Clinical Neuropsychologist | 2017
Michael E. Keesler; Kirstie McClung; Tawny Meredith-Duliba; Kelli Williams; Thomas Swirsky-Sacchetti
Abstract Objective: Evaluating assessment validity is expected in neuropsychological evaluation, particularly in cases with identified secondary gain, where malingering or somatization may be present. Assessed with standalone measures and embedded indices, all within the testing portion of the examination, research on validity of self-report in the clinical interview is limited. Based on experience with litigation-involved examinees recovering from mild traumatic brain injury (mTBI), it was hypothesized that inconsistently reported date of injury (DOI) and/or loss of consciousness (LOC) might predict invalid performance on neurocognitive testing. Method: This archival study examined cases of litigation-involved mTBI patients seen at an outpatient neuropsychological practice in Philadelphia, PA. Coded data included demographic variables, performance validity measures, and consistency between self-report and medicolegal records.
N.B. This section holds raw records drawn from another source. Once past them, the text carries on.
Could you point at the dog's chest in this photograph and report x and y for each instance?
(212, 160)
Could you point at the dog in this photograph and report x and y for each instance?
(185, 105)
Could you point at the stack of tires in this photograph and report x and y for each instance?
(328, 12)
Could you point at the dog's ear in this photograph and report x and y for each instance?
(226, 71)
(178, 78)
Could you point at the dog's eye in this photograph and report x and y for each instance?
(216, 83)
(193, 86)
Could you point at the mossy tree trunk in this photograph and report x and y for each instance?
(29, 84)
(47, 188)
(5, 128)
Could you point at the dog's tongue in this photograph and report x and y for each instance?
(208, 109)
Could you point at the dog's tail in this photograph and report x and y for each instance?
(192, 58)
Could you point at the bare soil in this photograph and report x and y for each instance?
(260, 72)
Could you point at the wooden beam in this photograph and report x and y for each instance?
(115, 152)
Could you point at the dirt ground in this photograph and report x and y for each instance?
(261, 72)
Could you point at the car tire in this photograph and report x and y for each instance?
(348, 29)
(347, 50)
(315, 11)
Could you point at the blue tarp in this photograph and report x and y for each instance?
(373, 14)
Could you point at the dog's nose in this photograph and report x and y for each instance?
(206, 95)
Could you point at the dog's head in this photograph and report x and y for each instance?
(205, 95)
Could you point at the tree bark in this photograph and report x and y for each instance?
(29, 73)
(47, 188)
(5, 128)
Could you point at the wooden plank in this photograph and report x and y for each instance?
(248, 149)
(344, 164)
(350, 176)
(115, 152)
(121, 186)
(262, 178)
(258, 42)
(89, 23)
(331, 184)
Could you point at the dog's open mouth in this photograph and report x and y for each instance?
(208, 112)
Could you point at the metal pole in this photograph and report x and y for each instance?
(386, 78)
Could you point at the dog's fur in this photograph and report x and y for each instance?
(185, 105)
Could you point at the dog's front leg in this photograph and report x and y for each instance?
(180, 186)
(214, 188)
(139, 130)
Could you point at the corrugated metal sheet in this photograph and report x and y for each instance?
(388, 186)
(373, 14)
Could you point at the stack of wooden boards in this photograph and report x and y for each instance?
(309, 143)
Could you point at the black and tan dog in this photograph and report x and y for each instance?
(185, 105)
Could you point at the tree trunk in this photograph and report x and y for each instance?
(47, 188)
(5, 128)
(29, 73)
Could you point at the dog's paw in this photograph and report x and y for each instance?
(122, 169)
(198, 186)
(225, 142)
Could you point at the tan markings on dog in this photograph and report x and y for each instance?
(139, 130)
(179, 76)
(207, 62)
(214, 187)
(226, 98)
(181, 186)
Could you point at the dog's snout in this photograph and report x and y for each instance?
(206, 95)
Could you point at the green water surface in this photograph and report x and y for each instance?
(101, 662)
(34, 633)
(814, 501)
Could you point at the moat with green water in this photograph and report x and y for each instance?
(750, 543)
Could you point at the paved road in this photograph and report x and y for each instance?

Results: A significant relationship was found between the consistency of examinees’ self-report with records and their scores on performance validity testing, X2 (1, N = 84) = 24.18, p < .01, Φ = .49. Post hoc testing revealed significant between-group differences in three of four comparisons, with medium to large effect sizes. A final post hoc analysis found significance between the number of performance validity tests (PVTs) failed and the extent to which an examinee incorrectly reported DOI r(83) = .49, p < .01. Using inconsistently reported LOC and/or DOI to predict an examinee’s performance as invalid had a 75% sensitivity and a 75% specificity. Conclusion: Examinees whose reported DOI or LOC differs from records may be more likely to fail one or more PVTs, suggesting possible symptom exaggeration and/or under performance on cognitive testing.s
Archives of Clinical Neuropsychology | 2017
Casey Laduke; David DeMatteo; Kirk Heilbrun; Jennifer L. Gallo; Thomas Swirsky-Sacchetti
Objective Neuropsychological expertise has played an increasing role in legal decision-making in criminal contexts. Valid neuropsychological evidence in criminal forensic contexts requires normative data that are representative of justice-involved individuals. Unfortunately, existing normative data appear unlikely to represent justice-involved individuals due to significant demographic and clinical factors specific to this population. As a result, the interpretation of neuropsychological performance with justice-involved individuals using existing normative data may increase the risk of inaccurate description, invalid clinical conceptualization, misdiagnosis of impairment, and misattribution of deficits in functional-legal capacities. The current study aimed to examine the use of neuropsychological assessment with justice-involved men. Method A sample of incarcerated men (N = 95) was assessed using a battery of demographic, clinical, and neuropsychological measures. Results Descriptive analyses showed the demographic and clinical diversity of justice-involved men. Inferential statistical analyses, effect size calculations, and clinical analyses demonstrated that a sample of justice-involved men performed significantly differently and was more impaired than commonly referenced normative samples across multiple measures of intellectual functioning, attention, verbal fluency, and executive functioning. Preliminary data are provided to aid the use of the selected neuropsychological measures with justice-involved men. Conclusions Justice-involved men appear to represent a distinct neuropsychological population. Group-specific normative data will be useful to help ensure that opinions about these individuals are relevant, valid, and admissible within legal decision-making in criminal contexts. The current data can guide future efforts to develop substantive normative data on neuropsychological measures likely to be used in the assessment of justice-involved men.